There are two ways to configure SSL:

  1. You can configure HTTPS automatically in the admin panel.
    In this case your server domain address will be <deployment-domain>.<organization-domain>.databases.team.
    You can setup organization and deployment domains.
  2. You can issue you own SSL cenrtificate and configure it manually by editing nginx config.

Podman requirements

as user root run following commands before Configuring and starting the CloudBeaver cluster:

  1. loginctl enable-linger 1000
  2. echo 'net.ipv4.ip_unprivileged_port_start=80' >> /etc/sysctl.conf
  3. sysctl -p

on step 4 of Configuring and starting the CloudBeaver cluster use podman-compose tool intead of docker-compose and on step 4 define compose file name:

podman-compose -f podman-compose.yml up -d

or replace docker-compose.yml with podman-compose.yml and use podman-compose without compose project definition

Updating the cluster

  1. Replace the value of CLOUDBEAVER_VERSION_TAG in .env with a preferred version.
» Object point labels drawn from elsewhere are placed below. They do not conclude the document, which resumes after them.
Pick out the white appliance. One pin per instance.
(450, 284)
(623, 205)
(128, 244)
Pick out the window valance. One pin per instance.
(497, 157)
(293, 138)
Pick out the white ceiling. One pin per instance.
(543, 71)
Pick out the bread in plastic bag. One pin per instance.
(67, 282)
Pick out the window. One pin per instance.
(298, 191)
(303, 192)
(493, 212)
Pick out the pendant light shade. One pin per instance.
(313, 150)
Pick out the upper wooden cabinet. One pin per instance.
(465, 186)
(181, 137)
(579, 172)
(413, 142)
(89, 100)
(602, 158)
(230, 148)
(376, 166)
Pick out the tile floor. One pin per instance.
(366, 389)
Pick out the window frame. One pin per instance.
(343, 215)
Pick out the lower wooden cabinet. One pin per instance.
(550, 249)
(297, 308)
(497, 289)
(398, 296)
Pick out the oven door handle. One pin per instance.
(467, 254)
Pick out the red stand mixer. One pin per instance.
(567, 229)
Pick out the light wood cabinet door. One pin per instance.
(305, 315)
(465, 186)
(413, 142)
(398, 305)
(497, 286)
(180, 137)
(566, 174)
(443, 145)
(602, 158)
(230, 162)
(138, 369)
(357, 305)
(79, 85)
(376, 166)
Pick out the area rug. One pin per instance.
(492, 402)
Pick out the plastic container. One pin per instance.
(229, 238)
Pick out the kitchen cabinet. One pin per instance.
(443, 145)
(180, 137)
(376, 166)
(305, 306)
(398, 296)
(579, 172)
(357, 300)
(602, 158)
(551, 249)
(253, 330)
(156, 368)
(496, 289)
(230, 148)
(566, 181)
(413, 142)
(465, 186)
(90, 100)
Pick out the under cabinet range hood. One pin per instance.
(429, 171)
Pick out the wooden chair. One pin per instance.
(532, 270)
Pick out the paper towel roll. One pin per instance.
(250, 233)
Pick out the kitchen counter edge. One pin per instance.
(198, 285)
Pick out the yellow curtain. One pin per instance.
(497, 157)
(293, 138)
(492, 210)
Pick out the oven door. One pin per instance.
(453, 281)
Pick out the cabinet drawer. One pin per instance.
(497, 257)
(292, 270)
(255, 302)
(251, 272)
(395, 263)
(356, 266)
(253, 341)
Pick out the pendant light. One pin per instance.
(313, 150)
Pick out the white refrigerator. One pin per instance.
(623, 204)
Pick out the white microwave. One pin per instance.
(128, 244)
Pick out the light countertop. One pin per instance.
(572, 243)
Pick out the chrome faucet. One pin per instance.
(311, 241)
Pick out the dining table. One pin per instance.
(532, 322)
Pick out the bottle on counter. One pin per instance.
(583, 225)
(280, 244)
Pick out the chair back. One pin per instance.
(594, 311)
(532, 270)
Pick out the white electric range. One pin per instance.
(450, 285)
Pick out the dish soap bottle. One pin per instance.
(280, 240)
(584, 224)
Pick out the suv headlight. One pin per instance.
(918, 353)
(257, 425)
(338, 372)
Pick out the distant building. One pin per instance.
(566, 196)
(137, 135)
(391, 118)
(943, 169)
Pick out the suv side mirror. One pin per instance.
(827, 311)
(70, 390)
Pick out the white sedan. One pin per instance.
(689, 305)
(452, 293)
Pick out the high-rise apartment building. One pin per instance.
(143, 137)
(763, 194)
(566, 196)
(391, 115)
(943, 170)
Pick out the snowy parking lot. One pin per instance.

If you use the tag latest, you don't need to do anything during this step.
  2. Pull new docker images: docker-compose pull or docker compose pull
  3. Restart the cluster: docker-compose up -d or docker compose up -d

Installation with Docker image

CloudBeaver Enterprise can run as a single Docker container:

  1. Pull Docker image

    docker pull dbeaver/cloudbeaver-ee:latest

    You can replace latest with a preferred version tag. Use the same tag when running the container.

  2. Run container

    docker run --name cloudbeaver-ee --rm -ti -p 8978:8978 \
      -v /var/cloudbeaver-ee/workspace:/opt/cloudbeaver/workspace \
      dbeaver/cloudbeaver-ee:latest

    Replace 8978 with a preferred host port.

  3. Access application

    Open http://<server-ip>:8978 in a web browser.

Configuring proxy server

Use the official CloudBeaver web proxy for proper HTTPS configuration.

You can choose between Nginx and HAProxy images, or set up web proxy automatically with the Docker Compose deployment.

Note: The Domain Manager is available only when running with a CloudBeaver web proxy setup.

Installation with Kubernetes/Helm

For Kubernetes deployments using Helm charts, see:

User and permissions changes

Starting from CloudBeaver v25.0, the process inside all CloudBeaver Enterprise containers (both Docker Compose and single Docker image) now runs as the ‘dbeaver’ user (‘UID=8978’), instead of ‘root’. If a user with ‘UID=8978’ already exists in your environment, permission conflicts may occur.

Additionally, the default Docker volumes directory’s ownership has changed. Previously, the volumes were owned by the ‘root’ user, but now they’re owned by the ‘dbeaver’ user (‘UID=8978’).